Nadmieniamy, że zaproponowane w ww. ustawie rozwiązania są według nas nie do przyjęcia i są z samego założenia sprzeczne z planowaną restrukturyzacją zatrudnienia w służbie cywilnej (planowana od 1 stycznia 2010 roku likwidacja limitu etatów) oraz wdrożeniem nowego systemu wynagrodzeń (jak i po co, wobec możliwości wymuszonego obniżania uposażeń w związku z zapisami projektu ww. ustawy, reformować system wynagrodzeń w służbie cywilnej?). Świadczy to niestety o braku spójnej, logicznej i całościowej polityki zarządzania kadrami podległymi URM i wyklucza pozytywny końcowy efekt wdrożenia ww. ustawy.

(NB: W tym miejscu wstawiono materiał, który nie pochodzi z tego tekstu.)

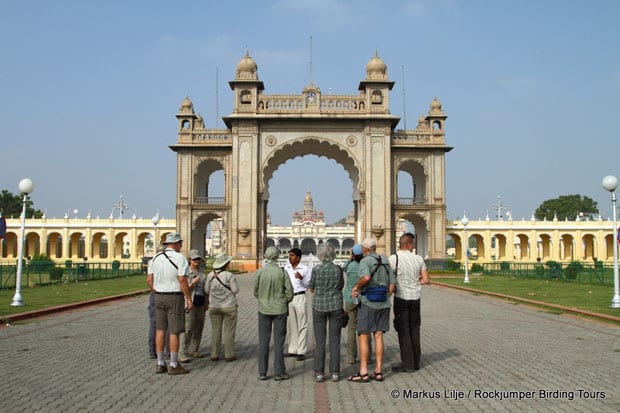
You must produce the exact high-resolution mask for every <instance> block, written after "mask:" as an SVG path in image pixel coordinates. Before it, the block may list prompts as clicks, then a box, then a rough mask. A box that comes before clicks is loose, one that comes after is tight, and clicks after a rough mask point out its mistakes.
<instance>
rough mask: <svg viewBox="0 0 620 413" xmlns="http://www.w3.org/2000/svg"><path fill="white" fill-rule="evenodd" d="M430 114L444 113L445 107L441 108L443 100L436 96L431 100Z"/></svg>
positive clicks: (434, 114)
mask: <svg viewBox="0 0 620 413" xmlns="http://www.w3.org/2000/svg"><path fill="white" fill-rule="evenodd" d="M428 113H429V115H443V114H444V113H443V109H442V108H441V102H440V101H439V99H437V98H435V99H433V101H432V102H431V106H430V109H429V111H428Z"/></svg>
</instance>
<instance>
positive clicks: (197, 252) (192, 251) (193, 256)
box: [189, 250, 202, 260]
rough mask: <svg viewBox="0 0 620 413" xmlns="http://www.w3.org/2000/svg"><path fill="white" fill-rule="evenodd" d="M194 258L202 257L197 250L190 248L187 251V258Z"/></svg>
mask: <svg viewBox="0 0 620 413" xmlns="http://www.w3.org/2000/svg"><path fill="white" fill-rule="evenodd" d="M196 258H200V259H202V255H200V253H199V252H198V250H191V251H190V252H189V259H190V260H195V259H196Z"/></svg>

Jakiekolwiek redukcje zatrudnienia – nawet merytorycznie uzasadnione - powinny być poprzedzone rzetelną i kompleksową analizą obciążenia pracą poszczególnych rodzajów służb oraz w ramach tych służb – poszczególnych jednostek organizacyjnych. Być może są nawet możliwości redukcji zatrudnienia w niektórych rodzajach urzędów (sami wskazywaliśmy liczne vacaty w niektórych służbach podległych Szefowi Służby Cywilnej), ale należałoby to najpierw ustalić i powstrzymać się od proponowania redukcji równej dla wszystkich służb i regionów niezależnie od rzeczywistych potrzeb, rynku pracy i obciążenia zadaniami. Do wiadomości Pana Premiera wysyłaliśmy już (dwa lata temu) kompleksowe raporty o obciążeniu pracą i brakach kadrowych w służbach skarbowych – wnosiliśmy także o przeprowadzenie takich badań w innych służbach. Kształt ustawy, jak również jednakowe podejście do wszystkich służb mających dokonać redukcji świadczą jednak o tym, że żadne analizy w tym celu nie zostały jednak sporządzone. Przesądza to o niemerytorycznym charakterze proponowanych rozwiązań i w efekcie spodziewać się należy większych szkód, niż korzyści z wprowadzenia ww. ustawy do obiegu prawnego.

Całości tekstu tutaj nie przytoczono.